Sélection des rédacteurs
Roman
à partir de 12 ans
: 9782211089258
24.80
euros

L'avis de Ricochet

Ce gros roman de 562 pages constitue un double événement. Evénement tout d’abord parce que c’est le premier roman que L’Ecole des loisirs publie en grand format. Evénement surtout parce que c’est un excellent texte de Marie-Aude Murail, dans lequel on se plonge avec un plaisir qui ne faiblit jamais, rehaussé des aquarelles délicates et vivantes de Philippe Dumas.
Il est dédié à quelques personnages fameux, qui appartiennent au patrimoine britannique : le lapin de Beatrix Potter, le corbeau de Charles Dickens, Oscar Wilde et Bernard Shaw.

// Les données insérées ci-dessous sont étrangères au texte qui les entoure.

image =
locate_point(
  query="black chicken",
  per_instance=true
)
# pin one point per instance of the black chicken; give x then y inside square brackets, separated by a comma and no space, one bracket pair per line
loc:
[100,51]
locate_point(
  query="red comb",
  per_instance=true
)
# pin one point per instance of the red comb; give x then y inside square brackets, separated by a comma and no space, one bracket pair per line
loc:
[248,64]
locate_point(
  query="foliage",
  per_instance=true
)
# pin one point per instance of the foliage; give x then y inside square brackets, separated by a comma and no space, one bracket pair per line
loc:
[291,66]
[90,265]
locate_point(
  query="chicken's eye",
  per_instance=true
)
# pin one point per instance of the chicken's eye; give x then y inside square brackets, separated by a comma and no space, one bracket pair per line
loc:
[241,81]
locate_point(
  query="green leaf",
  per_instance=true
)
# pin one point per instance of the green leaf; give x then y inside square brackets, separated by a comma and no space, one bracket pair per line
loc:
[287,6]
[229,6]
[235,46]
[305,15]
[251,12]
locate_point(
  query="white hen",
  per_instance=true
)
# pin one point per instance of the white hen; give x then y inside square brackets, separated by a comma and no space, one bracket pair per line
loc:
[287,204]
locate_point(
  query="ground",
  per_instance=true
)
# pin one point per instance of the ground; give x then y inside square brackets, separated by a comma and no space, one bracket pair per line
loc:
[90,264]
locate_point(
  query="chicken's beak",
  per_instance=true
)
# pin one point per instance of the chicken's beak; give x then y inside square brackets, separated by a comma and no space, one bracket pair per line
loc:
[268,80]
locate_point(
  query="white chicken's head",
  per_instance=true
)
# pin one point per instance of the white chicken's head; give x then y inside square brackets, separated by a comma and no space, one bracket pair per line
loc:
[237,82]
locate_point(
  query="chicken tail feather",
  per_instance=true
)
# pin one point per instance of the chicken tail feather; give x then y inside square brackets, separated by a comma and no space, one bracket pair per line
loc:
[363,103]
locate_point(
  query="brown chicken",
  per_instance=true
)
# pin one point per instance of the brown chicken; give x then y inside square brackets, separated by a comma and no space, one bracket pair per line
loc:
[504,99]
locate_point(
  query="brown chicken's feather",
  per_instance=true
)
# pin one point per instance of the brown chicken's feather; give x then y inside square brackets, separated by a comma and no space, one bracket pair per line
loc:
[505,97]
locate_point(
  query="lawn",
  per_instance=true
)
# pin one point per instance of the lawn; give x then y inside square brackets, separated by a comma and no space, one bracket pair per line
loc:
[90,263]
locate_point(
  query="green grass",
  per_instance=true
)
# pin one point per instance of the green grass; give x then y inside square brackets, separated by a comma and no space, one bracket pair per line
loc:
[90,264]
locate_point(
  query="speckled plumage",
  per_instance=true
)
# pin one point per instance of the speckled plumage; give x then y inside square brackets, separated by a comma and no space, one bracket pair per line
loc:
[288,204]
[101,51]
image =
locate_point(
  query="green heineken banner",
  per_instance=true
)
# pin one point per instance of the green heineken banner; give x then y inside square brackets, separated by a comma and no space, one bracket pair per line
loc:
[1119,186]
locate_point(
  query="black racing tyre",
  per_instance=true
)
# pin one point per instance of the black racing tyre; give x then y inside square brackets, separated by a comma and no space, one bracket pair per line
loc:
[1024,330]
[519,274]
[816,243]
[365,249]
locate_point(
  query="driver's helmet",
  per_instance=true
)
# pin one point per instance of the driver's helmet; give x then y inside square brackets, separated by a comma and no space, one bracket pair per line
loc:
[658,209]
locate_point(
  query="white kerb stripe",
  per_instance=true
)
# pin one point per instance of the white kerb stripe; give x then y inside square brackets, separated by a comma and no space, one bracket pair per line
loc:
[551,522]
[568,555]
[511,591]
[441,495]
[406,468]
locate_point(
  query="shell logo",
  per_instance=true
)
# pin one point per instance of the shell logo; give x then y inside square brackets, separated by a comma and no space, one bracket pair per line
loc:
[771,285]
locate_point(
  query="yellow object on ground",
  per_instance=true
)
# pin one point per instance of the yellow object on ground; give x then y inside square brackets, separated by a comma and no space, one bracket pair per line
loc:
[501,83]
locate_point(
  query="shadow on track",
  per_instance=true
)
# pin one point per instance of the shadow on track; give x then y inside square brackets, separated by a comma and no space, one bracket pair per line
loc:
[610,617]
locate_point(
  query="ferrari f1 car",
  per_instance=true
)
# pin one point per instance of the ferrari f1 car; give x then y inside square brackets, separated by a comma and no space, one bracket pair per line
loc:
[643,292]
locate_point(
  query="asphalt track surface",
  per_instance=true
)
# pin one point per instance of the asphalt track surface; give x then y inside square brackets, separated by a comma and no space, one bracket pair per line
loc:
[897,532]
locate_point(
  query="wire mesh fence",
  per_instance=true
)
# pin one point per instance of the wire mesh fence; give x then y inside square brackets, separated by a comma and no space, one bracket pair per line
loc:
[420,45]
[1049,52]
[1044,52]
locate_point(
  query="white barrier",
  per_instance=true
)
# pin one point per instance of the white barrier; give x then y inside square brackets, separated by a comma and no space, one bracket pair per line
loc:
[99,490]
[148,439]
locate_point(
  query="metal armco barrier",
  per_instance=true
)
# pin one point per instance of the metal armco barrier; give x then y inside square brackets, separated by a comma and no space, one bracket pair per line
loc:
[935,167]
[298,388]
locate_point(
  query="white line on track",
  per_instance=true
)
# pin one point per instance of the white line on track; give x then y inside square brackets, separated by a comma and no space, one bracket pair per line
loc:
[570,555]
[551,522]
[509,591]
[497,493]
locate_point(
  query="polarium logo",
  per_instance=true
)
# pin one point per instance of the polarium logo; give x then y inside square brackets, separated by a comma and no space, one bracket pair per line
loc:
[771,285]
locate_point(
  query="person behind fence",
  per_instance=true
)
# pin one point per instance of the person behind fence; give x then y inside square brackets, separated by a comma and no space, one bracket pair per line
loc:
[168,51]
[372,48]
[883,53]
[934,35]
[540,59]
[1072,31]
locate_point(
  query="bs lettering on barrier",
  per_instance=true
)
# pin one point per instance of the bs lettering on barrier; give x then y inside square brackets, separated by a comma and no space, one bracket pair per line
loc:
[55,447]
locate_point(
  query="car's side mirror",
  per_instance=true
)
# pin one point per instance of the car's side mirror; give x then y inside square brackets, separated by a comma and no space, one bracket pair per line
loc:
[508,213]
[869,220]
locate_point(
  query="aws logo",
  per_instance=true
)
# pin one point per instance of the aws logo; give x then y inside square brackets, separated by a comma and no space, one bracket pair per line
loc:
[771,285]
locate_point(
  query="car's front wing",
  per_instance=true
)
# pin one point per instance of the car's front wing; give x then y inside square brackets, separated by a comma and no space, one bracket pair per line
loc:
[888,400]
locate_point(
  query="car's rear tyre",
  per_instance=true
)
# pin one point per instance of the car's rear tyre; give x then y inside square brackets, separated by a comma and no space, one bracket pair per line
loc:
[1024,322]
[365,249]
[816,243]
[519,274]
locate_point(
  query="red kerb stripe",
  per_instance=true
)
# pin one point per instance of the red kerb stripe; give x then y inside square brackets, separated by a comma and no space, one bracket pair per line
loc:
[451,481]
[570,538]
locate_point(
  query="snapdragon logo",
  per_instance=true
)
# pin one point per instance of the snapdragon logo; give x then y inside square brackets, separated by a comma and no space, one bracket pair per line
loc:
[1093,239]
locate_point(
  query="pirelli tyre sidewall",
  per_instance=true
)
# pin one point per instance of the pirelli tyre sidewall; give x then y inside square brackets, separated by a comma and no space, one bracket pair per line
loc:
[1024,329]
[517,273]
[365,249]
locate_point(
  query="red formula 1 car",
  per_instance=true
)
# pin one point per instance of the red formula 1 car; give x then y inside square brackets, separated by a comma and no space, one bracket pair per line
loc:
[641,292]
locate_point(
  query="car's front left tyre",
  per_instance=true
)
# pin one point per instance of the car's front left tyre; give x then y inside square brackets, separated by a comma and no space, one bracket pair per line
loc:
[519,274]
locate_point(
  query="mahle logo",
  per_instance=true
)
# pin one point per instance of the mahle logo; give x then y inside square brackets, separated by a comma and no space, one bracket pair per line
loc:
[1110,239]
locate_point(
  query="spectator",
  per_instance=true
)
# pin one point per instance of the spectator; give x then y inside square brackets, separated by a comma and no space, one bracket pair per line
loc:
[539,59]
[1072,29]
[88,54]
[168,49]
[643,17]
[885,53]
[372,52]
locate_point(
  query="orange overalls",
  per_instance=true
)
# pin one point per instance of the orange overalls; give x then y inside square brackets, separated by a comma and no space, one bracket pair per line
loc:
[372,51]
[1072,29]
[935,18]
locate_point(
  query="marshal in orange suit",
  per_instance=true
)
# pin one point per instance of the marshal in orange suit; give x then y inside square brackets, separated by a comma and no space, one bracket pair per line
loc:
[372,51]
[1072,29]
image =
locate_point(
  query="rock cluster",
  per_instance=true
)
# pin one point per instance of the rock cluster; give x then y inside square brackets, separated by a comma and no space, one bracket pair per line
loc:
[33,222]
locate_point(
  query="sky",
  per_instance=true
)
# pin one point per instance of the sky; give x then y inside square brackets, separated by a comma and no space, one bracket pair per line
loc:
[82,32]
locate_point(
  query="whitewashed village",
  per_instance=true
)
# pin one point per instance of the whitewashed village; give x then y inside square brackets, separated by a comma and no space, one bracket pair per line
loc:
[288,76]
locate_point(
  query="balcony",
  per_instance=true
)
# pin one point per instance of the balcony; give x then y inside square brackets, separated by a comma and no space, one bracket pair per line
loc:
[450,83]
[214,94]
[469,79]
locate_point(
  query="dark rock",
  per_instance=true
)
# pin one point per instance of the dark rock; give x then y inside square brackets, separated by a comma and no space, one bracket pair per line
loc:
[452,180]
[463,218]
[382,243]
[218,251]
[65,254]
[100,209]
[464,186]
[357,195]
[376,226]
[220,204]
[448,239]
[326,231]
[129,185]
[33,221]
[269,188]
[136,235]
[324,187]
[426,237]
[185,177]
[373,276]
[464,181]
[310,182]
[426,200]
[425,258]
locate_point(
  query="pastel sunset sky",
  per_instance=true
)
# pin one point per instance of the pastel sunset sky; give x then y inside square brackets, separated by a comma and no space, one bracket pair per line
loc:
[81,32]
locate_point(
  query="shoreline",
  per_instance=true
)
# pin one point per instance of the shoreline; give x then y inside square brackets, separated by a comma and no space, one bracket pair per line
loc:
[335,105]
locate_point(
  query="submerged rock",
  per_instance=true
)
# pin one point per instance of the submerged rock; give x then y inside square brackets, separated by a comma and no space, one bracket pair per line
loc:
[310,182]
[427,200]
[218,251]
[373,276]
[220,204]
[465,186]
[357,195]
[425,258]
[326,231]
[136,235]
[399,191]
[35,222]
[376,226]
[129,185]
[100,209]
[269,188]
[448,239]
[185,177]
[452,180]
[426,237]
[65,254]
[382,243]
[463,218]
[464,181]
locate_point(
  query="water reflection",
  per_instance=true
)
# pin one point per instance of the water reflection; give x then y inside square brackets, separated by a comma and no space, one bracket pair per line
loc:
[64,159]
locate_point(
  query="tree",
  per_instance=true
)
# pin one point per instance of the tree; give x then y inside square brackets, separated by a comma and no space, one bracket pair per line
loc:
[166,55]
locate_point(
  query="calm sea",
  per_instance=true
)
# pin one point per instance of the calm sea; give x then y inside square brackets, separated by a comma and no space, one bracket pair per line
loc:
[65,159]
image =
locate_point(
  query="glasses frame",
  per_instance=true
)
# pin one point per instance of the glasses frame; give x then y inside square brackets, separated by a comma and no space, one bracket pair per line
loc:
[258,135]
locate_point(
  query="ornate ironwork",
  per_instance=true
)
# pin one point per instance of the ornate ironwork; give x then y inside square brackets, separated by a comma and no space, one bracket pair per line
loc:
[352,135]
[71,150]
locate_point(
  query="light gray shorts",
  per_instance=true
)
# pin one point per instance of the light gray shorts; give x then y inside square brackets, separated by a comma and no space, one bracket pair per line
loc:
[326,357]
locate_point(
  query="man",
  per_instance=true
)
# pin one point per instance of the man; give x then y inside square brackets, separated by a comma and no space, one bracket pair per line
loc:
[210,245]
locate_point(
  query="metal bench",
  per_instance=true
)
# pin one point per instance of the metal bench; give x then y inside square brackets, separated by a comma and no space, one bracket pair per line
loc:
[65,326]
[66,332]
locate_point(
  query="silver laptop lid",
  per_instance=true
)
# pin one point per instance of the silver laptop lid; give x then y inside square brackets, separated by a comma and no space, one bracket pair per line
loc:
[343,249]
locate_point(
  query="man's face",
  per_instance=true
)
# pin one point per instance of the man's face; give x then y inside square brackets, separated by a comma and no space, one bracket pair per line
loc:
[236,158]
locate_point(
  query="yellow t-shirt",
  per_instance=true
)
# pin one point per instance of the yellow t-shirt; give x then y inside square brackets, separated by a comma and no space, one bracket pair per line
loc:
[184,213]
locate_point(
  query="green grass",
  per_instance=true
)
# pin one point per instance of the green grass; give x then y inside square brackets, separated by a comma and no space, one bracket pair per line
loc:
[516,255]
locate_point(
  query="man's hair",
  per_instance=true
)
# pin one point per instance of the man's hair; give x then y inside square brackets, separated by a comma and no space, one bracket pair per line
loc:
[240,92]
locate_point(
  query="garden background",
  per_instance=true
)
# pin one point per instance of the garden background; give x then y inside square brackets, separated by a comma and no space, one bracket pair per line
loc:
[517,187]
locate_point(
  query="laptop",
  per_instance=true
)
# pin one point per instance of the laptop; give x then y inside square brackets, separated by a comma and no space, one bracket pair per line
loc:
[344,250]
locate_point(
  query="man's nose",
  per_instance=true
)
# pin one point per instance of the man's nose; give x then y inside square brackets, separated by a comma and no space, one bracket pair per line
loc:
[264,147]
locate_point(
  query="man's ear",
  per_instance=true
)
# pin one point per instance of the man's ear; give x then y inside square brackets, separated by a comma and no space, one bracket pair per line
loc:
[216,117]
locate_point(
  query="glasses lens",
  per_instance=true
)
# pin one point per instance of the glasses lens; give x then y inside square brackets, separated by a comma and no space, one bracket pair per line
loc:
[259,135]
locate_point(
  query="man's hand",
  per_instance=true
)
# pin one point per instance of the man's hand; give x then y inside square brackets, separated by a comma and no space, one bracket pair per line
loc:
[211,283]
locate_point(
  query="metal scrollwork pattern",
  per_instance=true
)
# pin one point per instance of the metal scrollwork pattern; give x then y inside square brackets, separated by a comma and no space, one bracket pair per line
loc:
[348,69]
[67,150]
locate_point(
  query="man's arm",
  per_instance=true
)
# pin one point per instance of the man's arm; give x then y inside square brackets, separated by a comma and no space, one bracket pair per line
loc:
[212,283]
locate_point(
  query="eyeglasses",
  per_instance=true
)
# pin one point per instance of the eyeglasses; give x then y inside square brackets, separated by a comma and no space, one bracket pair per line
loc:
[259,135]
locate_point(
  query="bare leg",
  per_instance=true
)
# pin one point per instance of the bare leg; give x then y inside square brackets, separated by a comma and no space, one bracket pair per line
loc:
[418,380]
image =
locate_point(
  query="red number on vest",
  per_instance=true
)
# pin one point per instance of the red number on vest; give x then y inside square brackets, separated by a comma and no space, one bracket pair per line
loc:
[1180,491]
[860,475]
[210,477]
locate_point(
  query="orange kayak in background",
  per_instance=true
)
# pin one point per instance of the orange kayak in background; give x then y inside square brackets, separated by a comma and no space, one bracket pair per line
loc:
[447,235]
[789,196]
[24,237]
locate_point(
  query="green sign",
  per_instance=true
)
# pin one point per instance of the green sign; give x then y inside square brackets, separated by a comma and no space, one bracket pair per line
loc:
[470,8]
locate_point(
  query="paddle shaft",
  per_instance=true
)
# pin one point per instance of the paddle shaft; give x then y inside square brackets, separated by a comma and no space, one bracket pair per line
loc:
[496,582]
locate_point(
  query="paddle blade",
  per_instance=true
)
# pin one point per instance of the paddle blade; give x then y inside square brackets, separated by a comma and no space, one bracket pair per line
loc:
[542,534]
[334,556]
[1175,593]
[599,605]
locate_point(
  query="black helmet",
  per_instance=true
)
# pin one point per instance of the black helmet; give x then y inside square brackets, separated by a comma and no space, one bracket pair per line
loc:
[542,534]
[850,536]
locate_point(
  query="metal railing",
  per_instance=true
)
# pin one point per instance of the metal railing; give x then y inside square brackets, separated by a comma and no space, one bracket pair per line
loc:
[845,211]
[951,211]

Où l’on fait, dans le premier chapitre, la connaissance de notre héroïne par un triste dimanche de l’hiver 1875, dans la maison familiale toute neuve construite dans un nouveau quartier de Londres. Charity Tiddler a alors 5 ans et elle doit accomplir son devoir dominical : subir l’interrogatoire de sa mère, quant à ses connaissances religieuses, qu’elle doit puiser dans le très comme il faut Guide spirituel du jeune enfant. La petite fille répond docilement aux questions maternelles car elle a tout appris par cœur, mais cela ne l’empêche nullement de trouver ces questions –et les réponses qu’attend sa mère, parfaitement stupides. Car Charity n’est pas une petite fille comme les autres. Elle acquiert très vite une grande indépendance d’esprit et une rapide précocité. Elle n’a pas le choix. Enfant unique, elle souffre d’une immense solitude. Elle vit au 3ème étage, dans la nursery, délaissée par ses parents qui trouveraient choquant de s’occuper d’un enfant alors que la bonne peut se charger de cette tâche socialement indigne ! Tabitha, la bonne écossaise, est donc sa seule compagnie et la nourrit de ses histoires délicieusement effrayantes, celles « où les Dames blanches pleurent sur les ‘’moors’’ tandis que les fantômes de ceux qui les ont assassinées se traînent misérablement sur les chemins de ronde. »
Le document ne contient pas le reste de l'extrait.